Depuis quelques temps une exposition des œuvres de détenus a lieu en dehors de la Centrale dans une salle d’exposition. Une année un de leurs tableaux représentait uniquement  des baskets aux pieds d’une chaise. Qu’est-on devenu au dehors sinon une absence, un silence ? Un autre montrait des lunettes brisées sur un livre ouvert : toute rêverie ou évasion procurée par la lecture est-elle avortée pour celui qui n’a plus d’avenir ? Ces œuvres illustrent souvent  les manques dont souffre la prison : silence des couleurs, silence de la  nature, silence des femmes dans un univers d’hommes, silence des visages à jamais éloignés…La peinture est acte de solitaire, mais cette solitude est créatrice, car du silence jaillit l’inspiration.

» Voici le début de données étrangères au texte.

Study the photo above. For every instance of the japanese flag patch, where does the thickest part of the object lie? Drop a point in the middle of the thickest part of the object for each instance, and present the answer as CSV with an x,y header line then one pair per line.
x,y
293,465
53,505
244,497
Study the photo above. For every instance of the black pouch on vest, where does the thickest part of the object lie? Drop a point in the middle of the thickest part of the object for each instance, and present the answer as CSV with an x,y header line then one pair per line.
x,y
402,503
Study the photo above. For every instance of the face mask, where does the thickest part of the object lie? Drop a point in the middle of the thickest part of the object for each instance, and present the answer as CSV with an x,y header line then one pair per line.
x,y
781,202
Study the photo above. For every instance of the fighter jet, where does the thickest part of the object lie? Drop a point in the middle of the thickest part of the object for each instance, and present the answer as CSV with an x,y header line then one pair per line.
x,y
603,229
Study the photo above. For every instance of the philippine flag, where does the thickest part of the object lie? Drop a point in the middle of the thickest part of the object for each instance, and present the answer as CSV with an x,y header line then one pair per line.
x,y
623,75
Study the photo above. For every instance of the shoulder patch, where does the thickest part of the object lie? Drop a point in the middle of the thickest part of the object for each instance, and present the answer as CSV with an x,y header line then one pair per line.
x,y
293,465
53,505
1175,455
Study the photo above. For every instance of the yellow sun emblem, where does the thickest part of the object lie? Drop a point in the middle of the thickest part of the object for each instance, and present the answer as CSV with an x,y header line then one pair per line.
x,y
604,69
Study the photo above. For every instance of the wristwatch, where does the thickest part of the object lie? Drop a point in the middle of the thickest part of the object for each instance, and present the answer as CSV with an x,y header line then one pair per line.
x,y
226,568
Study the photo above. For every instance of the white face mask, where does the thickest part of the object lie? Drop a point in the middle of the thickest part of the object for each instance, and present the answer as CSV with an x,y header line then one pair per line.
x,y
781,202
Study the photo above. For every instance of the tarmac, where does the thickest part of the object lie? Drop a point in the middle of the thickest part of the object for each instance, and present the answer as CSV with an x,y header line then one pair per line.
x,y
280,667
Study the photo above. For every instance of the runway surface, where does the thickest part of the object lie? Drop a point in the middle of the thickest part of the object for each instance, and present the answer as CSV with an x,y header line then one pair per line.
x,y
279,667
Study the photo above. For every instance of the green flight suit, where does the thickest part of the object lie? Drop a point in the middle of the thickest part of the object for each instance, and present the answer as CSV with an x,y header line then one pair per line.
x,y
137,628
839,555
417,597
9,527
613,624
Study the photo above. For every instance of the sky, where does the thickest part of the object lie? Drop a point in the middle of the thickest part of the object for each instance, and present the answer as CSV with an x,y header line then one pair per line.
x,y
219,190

A l’instar de la création artistique, la culture  détourne le condamné de « son affaire » pour lui offrir un peu d’apaisement. « J’ai découvert que  les livres, ça me nourrit » déclare un étudiant qui sans doute n’en avait jamais ouvert un  avant d’être « tombé ». « Rousseau, c’est moi », dit l’autre comme il étudie les Rêveries du Promeneur Solitaire. Et quand quelques  détenus, rassemblés au ‘Centre scolaire’ de la Centrale,  lisent  un texte littéraire  proposé à leur réflexion, qu’ils s’y plongent, ils deviennent l’étudiant qu’ils n’ont souvent jamais eu l’opportunité d’être. Le silence de la salle, où la lumière du jour passe à travers d’épais  barreaux métalliques, se gonfle d’une concentration heureuse délivrée un instant des préoccupations pénitentiaires ou judiciaires. L’absence au « dehors » s’est muée en « absence au-dedans » : « pendant ce cours, j’ai oublié que j’étais en prison » confie l’un d’entre eux. Silence de l’évasion libératrice !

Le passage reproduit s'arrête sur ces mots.